“Refiriéndose a algunos que se tenían por justos y despreciaban a
los demás, Jesús dijo esta parábola: «Dos hombres subieron al Templo
para orar: uno era fariseo y el otro, publicano. El fariseo, de pie,
oraba en voz baja: “Dios mío, te doy gracias porque no soy como los
demás hombres, que son ladrones, injustos y adúlteros; ni tampoco como
ese publicano. Ayuno dos veces por semana y pago la décima parte de
todas mis entradas”. En cambio el publicano, manteniéndose a distancia,
no se animaba siquiera a levantar los ojos al cielo, sino que se
golpeaba el pecho, diciendo: “¡Dios mío, ten piedad de mí, que soy un
pecador!”. Les aseguro que este último volvió a su casa justificado,
pero no el primero. Porque todo el que se ensalza será humillado y el
que se humilla será ensalzado».” (Lc 18, 9-14)
Esta Palabra nos invita a reflexionar sobre la soberbia y la humildad
como actitudes que se arraigan en lo más profundo de nuestras vidas.
Por ello, el Evangelio personifica, en la parábola del fariseo y el
publicano, la contraposición que existe entre el engreimiento y la
autenticidad.
Lo que el Fariseo comunica en su oración a Dios evidencia una gran soberbia.
Ahora bien, el Evangelio dice que el diálogo de este hombre se produce
en su interior. Asunto que debe ser tenido muy en cuenta, porque, cuando
la soberbia es descarada, ella misma labra su propia destrucción. Pero
la soberbia oculta, la que está en nuestro interior, se nota poco, se
oculta, y por eso hace estragos a nivel personal, familiar, laboral y
religioso, ya que se oculta bajo sutilezas.
Por su
lado, lo que el Publicano comunica en su oración a Dios evidencia una
gran sencillez por su capacidad de reconocerse pecador.
Ahora bien, el mismo evangelio nos dirá que también este diálogo con
Dios brota de su interior. Por eso mismo cobra gran importancia para
nosotros, ya que está indicándonos que el verdadero encuentro se da en
la medida que seamos auténticos, con los pies en la tierra, realistas.
De
una actitud farisea solo puede desprenderse mentiras y maldad. Porque,
montados en un pedestal construido a base de lo que nos distingue de los
demás, llegamos a considerarnos superiores o mejores.
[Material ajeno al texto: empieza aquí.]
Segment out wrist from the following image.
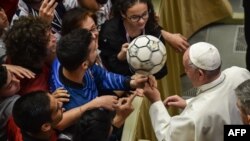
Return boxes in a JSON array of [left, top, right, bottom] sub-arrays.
[[161, 30, 171, 41], [146, 94, 161, 103], [84, 99, 100, 111], [151, 97, 161, 103], [128, 79, 136, 90]]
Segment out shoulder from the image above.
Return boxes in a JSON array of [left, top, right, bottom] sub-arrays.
[[52, 58, 61, 70], [100, 17, 123, 35], [145, 25, 162, 41], [0, 95, 20, 116], [16, 0, 30, 16], [0, 95, 19, 106], [99, 18, 126, 46], [89, 64, 104, 74], [223, 66, 249, 74], [223, 66, 250, 82], [50, 59, 63, 90]]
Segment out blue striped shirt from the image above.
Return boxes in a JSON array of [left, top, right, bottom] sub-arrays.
[[49, 58, 130, 111]]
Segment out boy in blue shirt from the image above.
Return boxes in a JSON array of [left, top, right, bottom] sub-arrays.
[[50, 28, 147, 111]]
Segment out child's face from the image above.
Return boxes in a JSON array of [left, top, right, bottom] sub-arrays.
[[0, 8, 9, 29], [123, 3, 149, 30], [0, 70, 20, 97]]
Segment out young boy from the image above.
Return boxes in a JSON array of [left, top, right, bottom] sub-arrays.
[[50, 28, 147, 111], [0, 64, 34, 141]]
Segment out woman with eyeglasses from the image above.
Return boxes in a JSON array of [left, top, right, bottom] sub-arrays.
[[61, 7, 110, 70], [99, 0, 170, 79], [61, 7, 99, 39]]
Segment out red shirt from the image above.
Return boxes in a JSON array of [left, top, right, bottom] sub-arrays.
[[5, 57, 50, 95], [0, 0, 18, 21], [18, 65, 50, 96]]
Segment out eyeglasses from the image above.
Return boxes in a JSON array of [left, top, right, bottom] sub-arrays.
[[127, 10, 151, 22], [89, 25, 100, 33]]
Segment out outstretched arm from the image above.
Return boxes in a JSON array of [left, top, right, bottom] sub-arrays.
[[117, 43, 129, 61], [3, 64, 35, 79], [143, 77, 195, 141], [55, 95, 118, 130], [161, 30, 190, 52]]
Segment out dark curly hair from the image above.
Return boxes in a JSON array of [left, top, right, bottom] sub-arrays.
[[4, 16, 50, 70]]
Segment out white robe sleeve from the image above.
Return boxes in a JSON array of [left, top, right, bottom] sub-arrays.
[[149, 101, 195, 141]]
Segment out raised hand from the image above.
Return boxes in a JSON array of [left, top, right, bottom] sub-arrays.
[[143, 80, 161, 103], [113, 94, 136, 127], [147, 75, 157, 88], [3, 64, 35, 79], [116, 93, 136, 115], [39, 0, 58, 24], [52, 87, 70, 103], [117, 43, 129, 61]]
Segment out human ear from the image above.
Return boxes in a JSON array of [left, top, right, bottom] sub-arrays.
[[82, 61, 89, 70], [247, 114, 250, 125], [198, 69, 205, 80], [41, 123, 51, 132]]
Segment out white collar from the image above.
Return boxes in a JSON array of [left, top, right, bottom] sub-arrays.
[[196, 73, 225, 95]]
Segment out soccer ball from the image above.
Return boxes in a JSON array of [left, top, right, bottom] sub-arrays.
[[126, 35, 167, 75]]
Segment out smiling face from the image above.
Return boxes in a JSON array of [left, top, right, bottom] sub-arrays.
[[122, 2, 149, 30]]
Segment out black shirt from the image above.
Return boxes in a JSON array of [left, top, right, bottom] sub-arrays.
[[99, 17, 168, 79]]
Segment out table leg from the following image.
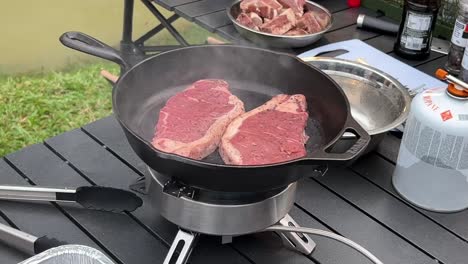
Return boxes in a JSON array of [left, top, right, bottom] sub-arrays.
[[121, 0, 145, 64], [134, 14, 180, 46], [140, 0, 189, 46]]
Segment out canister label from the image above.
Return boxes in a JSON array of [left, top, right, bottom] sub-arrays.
[[402, 114, 468, 170]]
Desde ahí miramos
a las personas por encima del hombro (descarada soberbia); o por debajo
del hombro (sutil soberbia) que es más peligroso que lo anterior. Esta
sutil soberbia, la que está en nuestro interior, delata el nivel de
miseria que carcome la vida desde dentro de la persona.
Cuando
nos exponemos con sinceridad, entonces crece nuestra autenticidad.
Construir la propia vida a base de lo que nos hace más humanos y nos
acerca a los demás, permite reconocernos personas de carne y hueso,
necesitadas también de amor, de ternura y de perdón. Desde
ahí podemos establecer relaciones que crean fraternidad. Una actitud
así evidencia el nivel de calidad humana que enriquece la vida desde lo
más profundo de uno mismo.
La soberbia sólo da para crecer en
mayor soberbia. San Ignacio de Loyola comentó a una gran religiosa de su
tiempo: “hay que estar muy atentos a estas sutilezas del espíritu
humano, porque de la soberbia se avanza hacia la vanagloria o crecida
soberbia, la cual, por su misma dinámica se disfraza también de falsa o
viciada humildad”. Mientras que la humildad da para avanzar hacia la
madurez humana y espiritual. El humilde sabe valorar la vida propia y la
ajena, sabe cultivar alegrías, es agradecido, genera paz y esperanza.
Que
nos atrevamos a ejercitar continuamente un razonamiento, un afecto, una
palabra y una actuación que erradique en todo momento las múltiples
maneras de herir a otras personas y que promovamos actitudes que generen
fraternidad, sanación mutua y comunión.